MicroRNAs (miRNAs) are small regulatory RNAs that include ~22 nucleotides in length [26]. The importance of microRNAs in modulating gene expression at the post-transcriptional level inhibiting translation and/or causing degradation of target mRNA transcript has gained great interest among researchers [27, 28]. In humans and other mammals, most of the 90 conserved miRNA families are required for viability or proper development [29]. Evidence has demonstrated that miRNAs are involved in the development and progression of GD, or serve as potential biomarkers of GD [30,31,32]. However, a study focused on miRNAs-ICOS in GD has not been reported.

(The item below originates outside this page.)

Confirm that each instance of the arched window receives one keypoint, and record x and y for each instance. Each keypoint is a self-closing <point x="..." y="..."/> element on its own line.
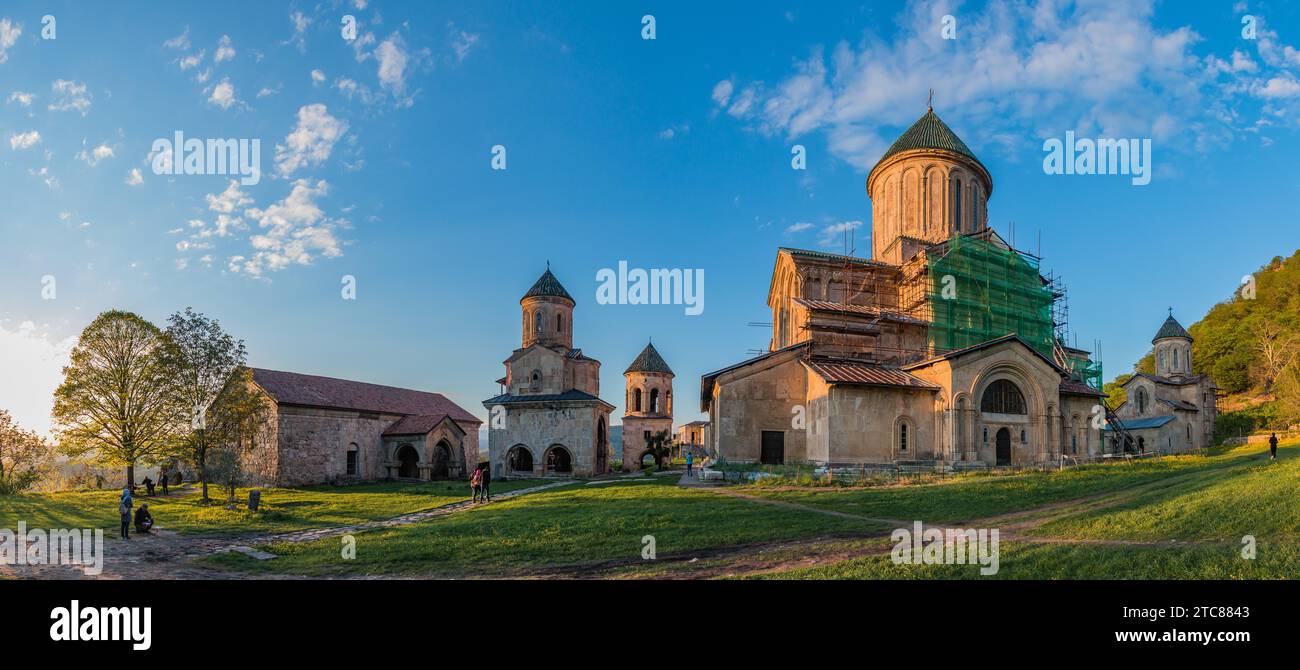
<point x="1002" y="397"/>
<point x="957" y="206"/>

Herein, we identified whether miRNA regulated circulating Tfh memory cells by targeting ICOS in GD. Using this approach, the present study offers new insight into the role of ICOS-specific miRNA in the pathogenesis of GD.
Methods
Subjects and samples
GD specimens were collected in the department of clinical laboratory of the Affiliated People’s Hospital of Jiangsu University. All of them were diagnosed by clinical signs, symptoms, and laboratory examination including the serum concentration of FT3, FT4, TSH, TgAb, TPOAb, and TRAb. The cases who had recent infection or combined tumors and other inflammatory diseases were excluded. The control specimens were collected in the physical examination center of the Affiliated People’s Hospital of Jiangsu University. The criterions of healthy control group were as follows: (1) normal thyroid function and thyroid B-ultrasound; (2) no occurrence of recent infection; (3) no autoimmune diseases, tumors, and infectious diseases; (4) no recently taken immunosuppressive drugs; (5) the numbers of peripheral leukocytes within the normal range (3.50–9.50 × 109/l); (6) the age and sex matched with GD group. Based on the rigorous screening process, 30 GD patients (24 females and 6 males) and 30 age- and sex-matched healthy controls (22 females and 8 males) were enrolled into the study. The main clinical features are revealed in Table 1. Among them, 11 patients were newly diagnosed GD and the rest were a follow-up visit. Patients on methimazole therapy received 20–30 mg/day for the first phase, and the dose was reduced to 5–15 mg when patients achieved a remission. Patients treated with propylthiouracil took 300–500 mg/day for the first phase and 25–100 mg for maintaining remission. EDTA-K2 anticoagulant (Bio-Rad, California, USA) tube was used to collect the subjects’ peripheral blood.
Laboratory measurements
The serum of participants was used to measure indicators of thyroid function and thyroid autoantibodies. The serum levels of FT3, FT4, TSH, TgAb, and TPOAb were measured by an LDX-800 system (Beckman Coulter, CA, USA) according to the manufacturer’s instructions. The serum levels of TRAb were measured by Cobas 6000 (Roche, Basel, Switzerland) according to the manufacturer’s instructions.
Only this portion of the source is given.